Salesforce is enforcing phishing-resistant MFA for all privileged users from July 1, 2026, and standard MFA for all remaining employees from July 20. Admins who are not enrolled in a compliant method will be blocked at login.
We published a detailed technical guide covering exactly what is changing, who is affected, and how to configure Salesforce for compliance. This post focuses on a different question: once you understand the requirement, how do you actually roll it out across a team without creating a management headache, and without compromising on European data sovereignty?
Uniqkey handles both enforcement waves from a single platform. Here is how.
The Problem Is Not the Setup. It Is the Management.
Enabling phishing-resistant MFA in Salesforce takes ten minutes. An admin toggles two settings in Identity Verification under Setup, and the org is technically ready.
The harder part comes next.
Every admin needs to register their own passkey. They cannot share one. They need a backup method in case their primary device breaks. If they use multiple machines, each one needs to be covered. When someone leaves the team, their credentials need to be revoked. When someone joins, they need to be provisioned. If your organisation uses SSO and the identity provider does not pass the right authentication signal to Salesforce, admins need a Salesforce-native fallback method, which means another credential to manage.
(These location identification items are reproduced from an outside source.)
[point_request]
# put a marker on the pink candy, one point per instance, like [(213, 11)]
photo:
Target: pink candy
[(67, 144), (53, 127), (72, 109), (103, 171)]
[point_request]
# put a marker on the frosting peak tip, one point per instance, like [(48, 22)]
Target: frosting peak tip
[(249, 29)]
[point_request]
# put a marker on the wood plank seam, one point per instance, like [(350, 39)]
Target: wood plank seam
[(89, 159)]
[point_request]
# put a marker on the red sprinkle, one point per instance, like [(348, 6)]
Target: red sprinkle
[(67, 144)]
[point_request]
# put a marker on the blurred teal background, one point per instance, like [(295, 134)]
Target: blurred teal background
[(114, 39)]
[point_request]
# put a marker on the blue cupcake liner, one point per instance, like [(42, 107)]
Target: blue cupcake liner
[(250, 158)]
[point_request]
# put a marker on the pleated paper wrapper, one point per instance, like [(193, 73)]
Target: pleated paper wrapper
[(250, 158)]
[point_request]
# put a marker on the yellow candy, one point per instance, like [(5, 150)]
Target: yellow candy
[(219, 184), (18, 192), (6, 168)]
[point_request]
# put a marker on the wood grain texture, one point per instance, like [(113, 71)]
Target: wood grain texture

Then Wave 2 arrives on July 20, and every employee needs at least standard MFA. The technical bar is lower, any TOTP app qualifies, but the operational challenge is larger: getting hundreds of people to install an authenticator app, scan QR codes, and type six-digit codes at every login without flooding your helpdesk.
These are not Salesforce configuration problems. They are credential management problems. And they are exactly what Uniqkey is built to solve.
Wave 1: Passkeys for Privileged Users
Salesforce requires phishing-resistant MFA for anyone with the System Administrator profile, or the Modify All Data, View All Data, Customize Application, or Author Apex permissions. The compliant methods are built-in authenticators (Touch ID, Windows Hello), hardware security keys, and FIDO2-compatible passkeys in a credential manager.
How Uniqkey Handles This
Uniqkey’s browser extension supports FIDO2/WebAuthn passkeys. When an admin registers a passkey for Salesforce, the extension intercepts the browser’s WebAuthn prompt and stores the passkey inside the Uniqkey vault.
From that point forward, Salesforce login works like this: the admin opens the login page, Uniqkey presents the passkey, the admin confirms with biometrics, and the session starts. No password to type. No push notification to approve. No six-digit code to copy.
What this solves at scale:
Multi-device access. The passkey syncs across every device where Uniqkey is installed. A new laptop is covered the moment the extension is set up. No re-registration in Salesforce required.
Backup without hardware keys. Salesforce recommends two registered methods per admin. With Uniqkey, the passkey travels with the vault, not the device. A broken laptop does not mean a locked-out admin.
SSO fallback. If your identity provider does not pass phishing-resistant signals to Salesforce (a common issue most teams discover too late), admins can use their Uniqkey passkey as the Salesforce-native second factor. No need to rush an IdP reconfiguration before the deadline.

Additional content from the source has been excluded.